From The Boston Globe — 

The nation’s Social Security program was designed with special concern for the least fortunate Americans, to keep them from sinking into poverty when they became too old to work.

But recent demographic changes have tilted the system against lower earners who claim Social Security benefits early, even as they’ve rewarded higher earners who claim benefits later, according to a Boston College report.

That report, from the college’s Center for Retirement Research, details how longer life spans have scrambled the decades-old calculations that determine the payouts Americans receive at full retirement age, and the adjustments for claiming Social Security benefits early or later.

Higher earners who can afford to delay benefits are living significantly longer — and reaping benefits longer — than poorer people who need the money right away.

“Lower earners were supposed to gain more from Social Security,” said Anqi Chen, coauthor of the report. “But those who can’t wait to collect at their full retirement age are now getting penalized.”

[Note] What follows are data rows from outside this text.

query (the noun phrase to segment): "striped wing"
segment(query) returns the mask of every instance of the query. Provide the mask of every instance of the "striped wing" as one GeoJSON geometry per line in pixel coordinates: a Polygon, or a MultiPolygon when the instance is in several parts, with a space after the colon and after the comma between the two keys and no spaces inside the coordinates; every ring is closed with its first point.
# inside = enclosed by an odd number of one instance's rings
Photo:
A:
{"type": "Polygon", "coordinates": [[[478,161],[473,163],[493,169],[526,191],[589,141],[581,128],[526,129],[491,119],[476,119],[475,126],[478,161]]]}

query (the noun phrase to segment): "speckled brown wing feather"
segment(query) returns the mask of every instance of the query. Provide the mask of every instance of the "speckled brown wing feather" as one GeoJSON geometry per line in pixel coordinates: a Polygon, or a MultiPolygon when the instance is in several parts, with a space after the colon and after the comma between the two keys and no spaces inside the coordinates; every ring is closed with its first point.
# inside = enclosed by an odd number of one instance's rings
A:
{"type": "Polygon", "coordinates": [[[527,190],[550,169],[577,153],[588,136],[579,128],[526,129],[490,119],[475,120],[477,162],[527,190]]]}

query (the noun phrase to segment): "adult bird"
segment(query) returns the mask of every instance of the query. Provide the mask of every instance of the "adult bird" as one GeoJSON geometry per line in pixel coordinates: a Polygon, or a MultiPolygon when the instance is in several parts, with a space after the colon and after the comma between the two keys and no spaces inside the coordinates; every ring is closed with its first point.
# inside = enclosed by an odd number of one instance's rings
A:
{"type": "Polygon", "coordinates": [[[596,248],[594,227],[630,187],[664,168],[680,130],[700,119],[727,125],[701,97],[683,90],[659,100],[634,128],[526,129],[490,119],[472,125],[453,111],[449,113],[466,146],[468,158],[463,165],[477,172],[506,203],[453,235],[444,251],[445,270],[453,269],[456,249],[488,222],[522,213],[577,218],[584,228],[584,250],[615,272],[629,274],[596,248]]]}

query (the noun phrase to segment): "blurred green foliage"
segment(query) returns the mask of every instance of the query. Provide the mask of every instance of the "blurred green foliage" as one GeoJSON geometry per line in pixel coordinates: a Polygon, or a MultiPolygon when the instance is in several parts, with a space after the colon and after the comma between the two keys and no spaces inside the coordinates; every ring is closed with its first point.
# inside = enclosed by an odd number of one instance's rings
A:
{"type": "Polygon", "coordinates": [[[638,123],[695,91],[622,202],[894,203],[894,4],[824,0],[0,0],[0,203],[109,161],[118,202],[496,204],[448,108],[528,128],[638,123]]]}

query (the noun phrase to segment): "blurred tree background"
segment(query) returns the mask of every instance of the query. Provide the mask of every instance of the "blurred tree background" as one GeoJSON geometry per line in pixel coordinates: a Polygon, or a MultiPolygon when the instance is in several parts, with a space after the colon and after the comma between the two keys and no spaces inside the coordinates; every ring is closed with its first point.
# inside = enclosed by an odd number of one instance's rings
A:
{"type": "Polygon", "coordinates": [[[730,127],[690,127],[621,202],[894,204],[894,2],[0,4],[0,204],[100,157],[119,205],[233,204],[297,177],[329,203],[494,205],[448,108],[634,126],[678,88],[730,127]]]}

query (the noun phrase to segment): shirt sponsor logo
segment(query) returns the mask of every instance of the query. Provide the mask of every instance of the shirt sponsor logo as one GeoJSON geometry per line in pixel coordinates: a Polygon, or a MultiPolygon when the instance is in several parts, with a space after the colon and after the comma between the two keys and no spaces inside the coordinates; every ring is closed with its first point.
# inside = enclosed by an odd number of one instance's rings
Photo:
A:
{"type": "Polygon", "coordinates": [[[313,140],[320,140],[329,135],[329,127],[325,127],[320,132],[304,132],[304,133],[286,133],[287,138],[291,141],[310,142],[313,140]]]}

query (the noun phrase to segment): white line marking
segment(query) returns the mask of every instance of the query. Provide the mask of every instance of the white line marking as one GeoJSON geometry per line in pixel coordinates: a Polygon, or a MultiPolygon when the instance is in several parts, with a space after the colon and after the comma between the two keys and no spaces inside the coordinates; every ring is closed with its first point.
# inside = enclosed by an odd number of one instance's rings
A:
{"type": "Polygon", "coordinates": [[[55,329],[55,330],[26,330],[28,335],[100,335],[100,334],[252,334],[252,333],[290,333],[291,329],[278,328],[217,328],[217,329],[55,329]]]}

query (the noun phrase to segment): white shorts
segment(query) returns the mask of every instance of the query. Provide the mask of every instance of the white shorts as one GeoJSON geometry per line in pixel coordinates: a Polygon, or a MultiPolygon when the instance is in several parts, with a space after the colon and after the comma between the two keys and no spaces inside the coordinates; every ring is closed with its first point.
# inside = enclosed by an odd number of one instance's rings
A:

Many of those who begin collecting later are often seniors in good health working at white-collar jobs deep into their 60s, and they can look forward to larger Social Security checks for decades.

It’s only the latest evidence of what many see as a swing away from Social Security’s foundational promise to help low- and middle-income Americans in retirement.

“The program’s become less progressive,” said a retired Tufts Health Plan president, Jim Roosevelt. He is also a former associate commissioner for retirement policy at the Social Security Administration and a grandson of the late president who ushered in Social Security in the 1930s. “It doesn’t take care of the people at the lower- and middle-income levels as well as it was intended do, and it needs to be updated,” he said.

He pointed to other factors, such as a cap on income subject to Social Security withdrawals, that also benefit the highest earners.

 

 

Tilts to favor higher earners who delay claiming

Employees who earn more than $132,900 in 2019 — about 6.2 percent of US workers — make no Social Security contributions on additional earnings. While that cap excluded only 10 percent of earned income when it was established in the 1980s, increasing income inequality has boosted the share that’s excluded to 18 percent.

That has deprived the system of money it needs to survive at a time when historically low interest rates have further weakened the Social Security trust fund, which is invested in rate-sensitive US Treasury bonds.